Akhir akhir ini terbetik berita tentang harimau yang menerkam warga Siak, Provinsi Riau. Ada juga berita pekerja perkebunan sawit di Riau tewas diterkam harimau. Ada lagi berita tentang seorang perempuan di Riau diterkam harimau dan badannya diseret ke perkebunan hutan tanaman industri.
Manusia dan harimau Sumatra (Panthera tigris sumatrae), sama-sama berebut lahan untuk hidup. Konflik ini perlu diredam. Perlu dikaji kebijakan jangka pendek hingga jangka panjang agar lahan dapat berproduksi dan habitat harimau Sumatra bisa tetap lestari.
Dalam diskusi Center for Technology & Innovation Studies (CTIS), Rabu, 2 Oktober 2024, ahli lingkungan hidup, Dr Dian Novarina memaparkan tentang “Upaya Meredakan Konflik, dan Meningkatkan Ko-eksistensi Manusia & Harimau Sumatra”. Diskusi dipandu Dr Agustan, Ahli Penginderaan Jauh BRIN.
Doktor Alumnus Universitas Indonesia dan Master lulusan ITC-Enschede, Netherlands itu memprakirakan bahwa jumlah harimau Sumatra (Panthera tigris sumatrae) tinggal 300-400 ekor saja.
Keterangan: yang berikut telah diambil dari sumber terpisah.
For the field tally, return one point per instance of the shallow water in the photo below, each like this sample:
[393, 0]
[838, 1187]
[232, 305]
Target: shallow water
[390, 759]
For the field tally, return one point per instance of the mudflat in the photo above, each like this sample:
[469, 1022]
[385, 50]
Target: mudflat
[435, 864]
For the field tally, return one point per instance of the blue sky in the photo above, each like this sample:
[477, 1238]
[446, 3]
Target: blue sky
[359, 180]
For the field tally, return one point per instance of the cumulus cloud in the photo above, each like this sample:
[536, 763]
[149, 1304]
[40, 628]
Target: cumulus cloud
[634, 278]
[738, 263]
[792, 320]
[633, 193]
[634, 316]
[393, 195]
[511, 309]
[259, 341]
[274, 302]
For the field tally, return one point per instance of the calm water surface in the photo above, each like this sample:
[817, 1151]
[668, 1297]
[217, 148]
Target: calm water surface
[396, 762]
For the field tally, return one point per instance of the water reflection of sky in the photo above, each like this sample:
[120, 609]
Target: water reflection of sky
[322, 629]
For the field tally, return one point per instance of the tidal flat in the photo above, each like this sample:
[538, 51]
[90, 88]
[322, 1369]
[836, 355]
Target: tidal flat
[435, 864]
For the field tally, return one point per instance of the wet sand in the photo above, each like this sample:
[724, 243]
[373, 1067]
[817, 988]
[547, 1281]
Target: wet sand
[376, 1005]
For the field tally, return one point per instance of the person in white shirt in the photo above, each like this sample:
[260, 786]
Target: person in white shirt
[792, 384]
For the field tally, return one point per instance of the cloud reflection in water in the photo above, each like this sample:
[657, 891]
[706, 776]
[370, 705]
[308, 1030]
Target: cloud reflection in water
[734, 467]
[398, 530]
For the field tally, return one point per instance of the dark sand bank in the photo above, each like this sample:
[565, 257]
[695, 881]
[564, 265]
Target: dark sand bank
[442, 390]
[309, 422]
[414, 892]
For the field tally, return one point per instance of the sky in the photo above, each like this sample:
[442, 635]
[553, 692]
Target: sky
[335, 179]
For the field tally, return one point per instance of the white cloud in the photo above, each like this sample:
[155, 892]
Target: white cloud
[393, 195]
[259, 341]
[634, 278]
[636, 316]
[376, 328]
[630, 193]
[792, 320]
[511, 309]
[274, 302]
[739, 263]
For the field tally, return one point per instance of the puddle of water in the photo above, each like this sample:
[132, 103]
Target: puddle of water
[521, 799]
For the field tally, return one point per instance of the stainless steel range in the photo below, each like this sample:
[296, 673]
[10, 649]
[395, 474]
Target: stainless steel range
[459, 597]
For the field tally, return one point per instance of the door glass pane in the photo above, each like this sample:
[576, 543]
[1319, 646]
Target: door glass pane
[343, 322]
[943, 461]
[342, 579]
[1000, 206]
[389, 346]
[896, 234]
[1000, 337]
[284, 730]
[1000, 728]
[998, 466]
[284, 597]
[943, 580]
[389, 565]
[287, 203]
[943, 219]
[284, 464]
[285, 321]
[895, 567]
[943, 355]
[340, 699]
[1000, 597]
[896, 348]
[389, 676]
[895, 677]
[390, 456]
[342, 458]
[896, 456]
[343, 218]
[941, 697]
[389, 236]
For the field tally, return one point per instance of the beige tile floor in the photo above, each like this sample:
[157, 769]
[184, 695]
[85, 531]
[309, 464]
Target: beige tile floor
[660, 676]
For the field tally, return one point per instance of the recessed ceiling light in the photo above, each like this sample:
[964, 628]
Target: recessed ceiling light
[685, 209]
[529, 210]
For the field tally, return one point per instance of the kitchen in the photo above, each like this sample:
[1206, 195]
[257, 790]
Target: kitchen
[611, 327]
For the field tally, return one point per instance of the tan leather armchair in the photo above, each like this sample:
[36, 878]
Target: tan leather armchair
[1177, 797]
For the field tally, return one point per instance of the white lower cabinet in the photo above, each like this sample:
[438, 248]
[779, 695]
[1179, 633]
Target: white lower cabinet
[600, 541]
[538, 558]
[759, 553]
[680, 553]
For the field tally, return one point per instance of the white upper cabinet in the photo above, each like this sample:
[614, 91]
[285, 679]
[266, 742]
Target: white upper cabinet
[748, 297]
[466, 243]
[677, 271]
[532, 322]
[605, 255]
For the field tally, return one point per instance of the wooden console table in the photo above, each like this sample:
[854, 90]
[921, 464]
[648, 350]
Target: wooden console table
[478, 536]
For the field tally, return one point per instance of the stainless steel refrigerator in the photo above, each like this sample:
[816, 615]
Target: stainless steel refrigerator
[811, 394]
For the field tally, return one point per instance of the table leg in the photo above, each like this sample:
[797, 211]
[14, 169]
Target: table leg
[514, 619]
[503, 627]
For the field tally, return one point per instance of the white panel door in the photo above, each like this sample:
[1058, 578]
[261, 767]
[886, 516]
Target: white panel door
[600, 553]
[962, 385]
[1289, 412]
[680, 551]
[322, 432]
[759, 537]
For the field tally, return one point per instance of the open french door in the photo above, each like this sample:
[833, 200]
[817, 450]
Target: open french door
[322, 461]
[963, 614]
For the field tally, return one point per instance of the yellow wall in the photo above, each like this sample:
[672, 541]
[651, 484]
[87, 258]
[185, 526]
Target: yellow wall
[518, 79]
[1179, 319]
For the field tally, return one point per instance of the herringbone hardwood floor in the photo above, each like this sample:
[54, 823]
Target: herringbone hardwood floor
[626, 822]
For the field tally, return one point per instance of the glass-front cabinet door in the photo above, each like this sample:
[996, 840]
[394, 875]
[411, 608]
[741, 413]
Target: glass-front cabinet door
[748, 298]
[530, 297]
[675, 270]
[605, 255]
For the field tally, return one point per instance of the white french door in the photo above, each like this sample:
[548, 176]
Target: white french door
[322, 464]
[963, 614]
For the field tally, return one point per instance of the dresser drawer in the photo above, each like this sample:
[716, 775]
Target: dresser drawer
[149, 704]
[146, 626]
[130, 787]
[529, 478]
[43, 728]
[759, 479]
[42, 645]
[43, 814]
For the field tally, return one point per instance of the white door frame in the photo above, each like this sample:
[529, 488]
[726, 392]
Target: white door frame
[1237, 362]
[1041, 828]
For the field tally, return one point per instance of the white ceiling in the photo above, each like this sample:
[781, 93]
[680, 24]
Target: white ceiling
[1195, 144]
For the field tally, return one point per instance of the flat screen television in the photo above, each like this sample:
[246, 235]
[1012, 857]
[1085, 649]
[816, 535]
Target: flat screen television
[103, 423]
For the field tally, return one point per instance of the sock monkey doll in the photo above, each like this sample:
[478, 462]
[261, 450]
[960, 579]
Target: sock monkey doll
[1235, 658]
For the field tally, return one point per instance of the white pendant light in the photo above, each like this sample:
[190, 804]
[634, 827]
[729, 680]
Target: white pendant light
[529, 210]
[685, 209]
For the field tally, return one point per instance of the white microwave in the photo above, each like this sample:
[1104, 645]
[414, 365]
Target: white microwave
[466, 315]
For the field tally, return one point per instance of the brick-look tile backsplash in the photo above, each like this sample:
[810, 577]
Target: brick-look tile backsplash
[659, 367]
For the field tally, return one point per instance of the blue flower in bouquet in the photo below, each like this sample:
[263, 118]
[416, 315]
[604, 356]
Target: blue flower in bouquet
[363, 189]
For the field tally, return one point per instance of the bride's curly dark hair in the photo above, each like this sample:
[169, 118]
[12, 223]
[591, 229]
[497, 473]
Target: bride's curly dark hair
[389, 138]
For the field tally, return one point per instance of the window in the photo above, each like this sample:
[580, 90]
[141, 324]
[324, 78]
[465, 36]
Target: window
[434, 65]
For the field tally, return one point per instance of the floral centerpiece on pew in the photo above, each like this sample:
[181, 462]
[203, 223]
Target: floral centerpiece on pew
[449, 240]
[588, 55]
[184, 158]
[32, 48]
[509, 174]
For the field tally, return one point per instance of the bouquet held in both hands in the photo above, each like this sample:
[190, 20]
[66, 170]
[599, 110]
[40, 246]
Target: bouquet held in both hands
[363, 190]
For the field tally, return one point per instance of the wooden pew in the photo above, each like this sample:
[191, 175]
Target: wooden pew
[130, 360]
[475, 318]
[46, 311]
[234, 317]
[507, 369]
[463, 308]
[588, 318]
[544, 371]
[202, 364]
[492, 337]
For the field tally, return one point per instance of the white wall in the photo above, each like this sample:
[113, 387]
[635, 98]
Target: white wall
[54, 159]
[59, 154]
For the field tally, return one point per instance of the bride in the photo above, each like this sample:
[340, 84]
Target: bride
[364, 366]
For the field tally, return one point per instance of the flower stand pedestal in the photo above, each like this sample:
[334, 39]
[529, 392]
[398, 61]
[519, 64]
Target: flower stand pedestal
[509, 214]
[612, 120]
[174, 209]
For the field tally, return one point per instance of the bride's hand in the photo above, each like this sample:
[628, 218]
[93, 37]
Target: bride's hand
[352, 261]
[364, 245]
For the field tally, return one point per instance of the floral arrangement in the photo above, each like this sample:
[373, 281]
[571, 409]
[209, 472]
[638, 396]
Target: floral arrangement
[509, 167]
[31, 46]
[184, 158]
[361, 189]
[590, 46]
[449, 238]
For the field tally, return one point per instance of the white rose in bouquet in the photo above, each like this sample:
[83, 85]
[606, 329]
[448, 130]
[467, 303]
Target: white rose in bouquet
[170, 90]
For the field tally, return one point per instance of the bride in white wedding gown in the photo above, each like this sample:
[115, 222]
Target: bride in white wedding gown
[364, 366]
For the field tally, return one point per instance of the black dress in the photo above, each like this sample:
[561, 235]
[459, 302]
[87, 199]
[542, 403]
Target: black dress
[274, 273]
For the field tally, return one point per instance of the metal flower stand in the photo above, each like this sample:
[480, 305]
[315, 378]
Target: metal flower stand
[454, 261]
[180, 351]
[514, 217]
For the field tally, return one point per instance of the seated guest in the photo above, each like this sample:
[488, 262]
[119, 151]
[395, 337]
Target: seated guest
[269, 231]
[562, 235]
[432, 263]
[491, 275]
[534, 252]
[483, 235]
Harimau Jawa sudah punah. Di Jawa tinggal ada Macan Tutul dan Macan Kumbang saja. Dian Novarina menyampaikan bahwa dalam upaya memantau harimau Sumatra, khususnya di Provinsi Riau, telah digunakan teknologi satelit penginderaan jauh. Data lalu dihimpun dalam Sistem Informasi Geografis (SIG) dan beberapa harimau Sumatra yang ditangkap kemudian dilepas kembali ke hutan dengan dikalungi peralatan sistem monitor yang langsung dipantau dari Satelit Global Positioning System (GPS). Tidak lupa pula, dipasang kamera infrared dibeberapa tempat untuk memotret harimau yang lewat.